Sparse $H_\infty$ Controller for Networked Control Systems: Non-Structured and Optimal Structured Design
Zhaohua Yang, Pengyu Wang, Haishan Zhang, Shiyue Jia, Nachuan Yang, Yuxing Zhong, Ling Shi
TL;DR
This paper provides a comprehensive analysis of the design of optimal structured and sparse controllers for continuous-time linear time-invariant (LTI) systems and designs an iterative linear matrix inequality (ILMI) algorithm for each problem, which ensures guaranteed convergence.
Abstract
This paper provides a comprehensive analysis of the design of optimal structured and sparse $H_\infty$ controllers for continuous-time linear time-invariant (LTI) systems. Three problems are considered.

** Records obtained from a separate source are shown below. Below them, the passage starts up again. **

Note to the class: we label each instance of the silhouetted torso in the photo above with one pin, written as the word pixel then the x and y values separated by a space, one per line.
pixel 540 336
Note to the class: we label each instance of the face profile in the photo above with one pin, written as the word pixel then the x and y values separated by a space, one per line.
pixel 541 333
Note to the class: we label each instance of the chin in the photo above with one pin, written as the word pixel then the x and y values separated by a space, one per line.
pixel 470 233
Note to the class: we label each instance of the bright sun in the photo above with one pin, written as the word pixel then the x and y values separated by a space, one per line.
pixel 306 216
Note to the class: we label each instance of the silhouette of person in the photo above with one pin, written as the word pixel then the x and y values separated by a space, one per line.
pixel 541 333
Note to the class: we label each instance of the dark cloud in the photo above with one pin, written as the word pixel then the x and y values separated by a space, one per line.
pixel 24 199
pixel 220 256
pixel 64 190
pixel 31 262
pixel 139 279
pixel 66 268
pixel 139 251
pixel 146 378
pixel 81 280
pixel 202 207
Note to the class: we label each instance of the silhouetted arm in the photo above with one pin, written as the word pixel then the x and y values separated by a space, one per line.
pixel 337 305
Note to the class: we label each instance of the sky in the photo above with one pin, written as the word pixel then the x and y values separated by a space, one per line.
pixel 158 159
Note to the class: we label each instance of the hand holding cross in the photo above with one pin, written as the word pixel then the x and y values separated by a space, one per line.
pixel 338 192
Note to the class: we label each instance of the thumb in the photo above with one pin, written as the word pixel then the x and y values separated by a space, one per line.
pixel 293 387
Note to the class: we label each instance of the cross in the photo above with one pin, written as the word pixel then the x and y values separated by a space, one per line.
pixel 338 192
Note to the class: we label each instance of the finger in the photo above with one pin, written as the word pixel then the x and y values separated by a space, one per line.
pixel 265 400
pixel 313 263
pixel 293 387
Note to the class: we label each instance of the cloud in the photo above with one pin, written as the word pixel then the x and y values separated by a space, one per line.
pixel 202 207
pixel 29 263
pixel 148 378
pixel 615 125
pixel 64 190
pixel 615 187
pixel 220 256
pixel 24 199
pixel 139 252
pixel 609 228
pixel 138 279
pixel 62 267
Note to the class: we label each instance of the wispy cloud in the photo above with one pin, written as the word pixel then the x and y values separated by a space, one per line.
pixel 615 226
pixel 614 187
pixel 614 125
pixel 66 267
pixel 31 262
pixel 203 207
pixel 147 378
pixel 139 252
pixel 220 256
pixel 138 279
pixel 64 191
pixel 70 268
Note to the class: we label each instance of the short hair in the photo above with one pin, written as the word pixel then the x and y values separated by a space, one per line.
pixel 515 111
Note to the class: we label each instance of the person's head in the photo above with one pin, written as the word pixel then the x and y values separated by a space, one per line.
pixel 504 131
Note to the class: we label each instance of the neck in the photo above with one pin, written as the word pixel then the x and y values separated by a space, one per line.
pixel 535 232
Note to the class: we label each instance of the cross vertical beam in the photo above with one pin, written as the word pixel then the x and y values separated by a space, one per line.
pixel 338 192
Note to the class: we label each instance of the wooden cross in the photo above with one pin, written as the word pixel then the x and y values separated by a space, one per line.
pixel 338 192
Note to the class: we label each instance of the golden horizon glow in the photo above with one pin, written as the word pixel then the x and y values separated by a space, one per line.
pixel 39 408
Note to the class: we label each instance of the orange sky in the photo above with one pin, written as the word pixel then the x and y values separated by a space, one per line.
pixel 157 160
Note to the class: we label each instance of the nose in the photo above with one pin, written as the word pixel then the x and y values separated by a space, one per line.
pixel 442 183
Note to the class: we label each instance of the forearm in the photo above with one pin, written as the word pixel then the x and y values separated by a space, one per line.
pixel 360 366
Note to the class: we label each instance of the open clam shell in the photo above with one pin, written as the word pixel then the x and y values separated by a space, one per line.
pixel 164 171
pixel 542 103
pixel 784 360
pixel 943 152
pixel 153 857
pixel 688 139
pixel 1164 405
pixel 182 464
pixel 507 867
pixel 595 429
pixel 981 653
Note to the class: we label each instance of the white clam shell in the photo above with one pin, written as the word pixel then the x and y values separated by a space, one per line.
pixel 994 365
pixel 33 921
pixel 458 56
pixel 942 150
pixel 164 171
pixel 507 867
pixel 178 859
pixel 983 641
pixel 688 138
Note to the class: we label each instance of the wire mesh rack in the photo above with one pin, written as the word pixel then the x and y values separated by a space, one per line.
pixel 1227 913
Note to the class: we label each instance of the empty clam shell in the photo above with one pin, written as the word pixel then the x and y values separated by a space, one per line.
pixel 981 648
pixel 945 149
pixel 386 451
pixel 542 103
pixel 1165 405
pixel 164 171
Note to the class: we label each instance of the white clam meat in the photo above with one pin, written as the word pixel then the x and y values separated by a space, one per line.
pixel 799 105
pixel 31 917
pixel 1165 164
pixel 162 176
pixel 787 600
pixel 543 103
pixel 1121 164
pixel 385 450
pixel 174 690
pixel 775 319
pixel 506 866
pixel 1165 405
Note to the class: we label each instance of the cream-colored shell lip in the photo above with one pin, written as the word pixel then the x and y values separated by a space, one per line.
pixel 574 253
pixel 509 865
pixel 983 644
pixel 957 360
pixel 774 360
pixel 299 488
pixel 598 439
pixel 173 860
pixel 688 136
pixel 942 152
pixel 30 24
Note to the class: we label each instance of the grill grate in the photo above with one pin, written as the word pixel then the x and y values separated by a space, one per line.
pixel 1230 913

First, designing the sparsest $H_\infty$ controller, which minimizes the sparsity of the controller while satisfying the given performance requirements. Second, designing a sparsity-promoting $H_\infty$ controller, which balances system performance and controller sparsity. Third, designing a $H_\infty$ controller subject to a structural constraint, which enhances system performance with a specified sparsity pattern. For each problem, we adopt a linearization technique that transforms the original nonconvex problem into a convex semidefinite programming (SDP) problem. Subsequently, we design an iterative linear matrix inequality (ILMI) algorithm for each problem, which ensures guaranteed convergence. We further characterize the first-order optimality using the Karush-Kuhn-Tucker (KKT) conditions and prove that any limit point of the solution sequence generated by the ILMI algorithm is a stationary point. For the first and second problems, we validate that our algorithms can reduce the number of non-zero elements and thus the communication burden through several numerical simulations. For the third problem, we refine the solutions obtained in existing literature, demonstrating that our approaches achieve significant improvements.